Now I am realizing there is more to the healing of the tragedy of losing my son…haunting me is the emotional trauma that day has caused. The trauma and shock of my sudden loss of Silas seem incomprehensible at times. When a memory flashes in my mind and brings me back to my last moments with Silas, I am trying to take the time to figure out the emotions that are rising to the surface. It is very difficult, for these memories will come at times during which I am unable to stop and reflect.

I’m starting to push them aside, but I don’t want to bury these feelings. My mind tells me I need to reflect and understand the depth of the emotions in order to fully heal. On the opposite side, I don’t want to circle the trauma of that day in a way that will not allow me to move forward, but I don’t think that is happening.
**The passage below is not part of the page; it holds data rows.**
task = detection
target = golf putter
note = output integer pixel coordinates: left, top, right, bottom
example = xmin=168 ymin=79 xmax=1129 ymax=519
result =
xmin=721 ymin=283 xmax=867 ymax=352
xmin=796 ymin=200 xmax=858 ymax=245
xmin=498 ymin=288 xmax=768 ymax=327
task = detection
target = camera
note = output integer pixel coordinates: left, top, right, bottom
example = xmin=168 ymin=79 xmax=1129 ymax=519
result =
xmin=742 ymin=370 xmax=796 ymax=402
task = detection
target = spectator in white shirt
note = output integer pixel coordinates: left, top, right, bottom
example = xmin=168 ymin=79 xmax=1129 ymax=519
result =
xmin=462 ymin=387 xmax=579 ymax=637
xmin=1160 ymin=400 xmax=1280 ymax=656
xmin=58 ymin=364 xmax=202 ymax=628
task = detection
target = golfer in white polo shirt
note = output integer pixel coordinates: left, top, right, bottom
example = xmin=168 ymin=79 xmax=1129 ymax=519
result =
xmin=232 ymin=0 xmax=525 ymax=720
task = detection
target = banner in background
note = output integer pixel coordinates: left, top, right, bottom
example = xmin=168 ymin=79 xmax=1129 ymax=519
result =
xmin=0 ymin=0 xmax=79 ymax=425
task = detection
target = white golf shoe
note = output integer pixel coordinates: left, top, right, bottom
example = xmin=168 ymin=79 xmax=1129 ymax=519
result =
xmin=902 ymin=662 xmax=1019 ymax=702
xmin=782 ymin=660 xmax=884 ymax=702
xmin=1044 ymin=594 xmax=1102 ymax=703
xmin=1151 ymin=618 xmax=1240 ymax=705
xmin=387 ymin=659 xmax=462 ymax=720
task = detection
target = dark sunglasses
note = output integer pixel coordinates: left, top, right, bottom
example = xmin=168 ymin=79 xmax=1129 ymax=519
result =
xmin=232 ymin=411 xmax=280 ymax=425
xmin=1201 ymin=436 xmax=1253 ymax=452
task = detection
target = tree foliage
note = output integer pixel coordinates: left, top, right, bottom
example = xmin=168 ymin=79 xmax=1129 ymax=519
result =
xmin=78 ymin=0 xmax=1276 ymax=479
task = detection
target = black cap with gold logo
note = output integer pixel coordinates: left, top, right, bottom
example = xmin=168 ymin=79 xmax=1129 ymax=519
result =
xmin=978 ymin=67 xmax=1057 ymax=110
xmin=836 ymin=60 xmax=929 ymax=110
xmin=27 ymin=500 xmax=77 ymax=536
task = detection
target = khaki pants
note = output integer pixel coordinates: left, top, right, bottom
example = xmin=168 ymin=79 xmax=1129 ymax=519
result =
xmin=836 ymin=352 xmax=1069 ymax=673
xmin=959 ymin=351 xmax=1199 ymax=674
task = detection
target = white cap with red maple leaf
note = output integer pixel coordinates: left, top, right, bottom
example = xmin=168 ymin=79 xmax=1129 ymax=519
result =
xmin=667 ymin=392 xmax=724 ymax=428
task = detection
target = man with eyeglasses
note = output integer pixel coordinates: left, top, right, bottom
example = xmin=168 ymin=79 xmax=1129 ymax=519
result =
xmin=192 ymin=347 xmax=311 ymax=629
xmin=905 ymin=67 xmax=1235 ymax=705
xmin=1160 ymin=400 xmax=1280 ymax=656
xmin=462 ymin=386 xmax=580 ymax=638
Since the emotional shock has been so staggering lately, I thought sharing our trauma might help with my healing journey. There will be more to share as I continue to analyze the layers of emotions of the first days of his absence. Our psyches really do go into crisis mode, and going into shock protected me during that time, for the entire trauma would’ve been too much to handle in those moments, but now, I need to understand these feelings.

Time is a strange thing…The time that lapses stretches the space between the last time I held him and the present. As my life has moved forward, the routine of caring for my baby has been replaced with our new routines. Because of the time that has passed since the change in our routine, I no longer expect that I should be taking care of his needs, but rather, I wish he were here so I could be taking care of his needs.

The memories of my days with him seem to be a bittersweet reverie. With the passing of time, the excruciating memories are not as prevalent, but rather tender memories of Silas and how much I devoted my time and heart to him are forefront in my mind and heart. Thoughts of how he inspires me in my life are leading me daily, amidst my sadness and sorrow. But, through the passing days I often think, “My baby…come back to me.”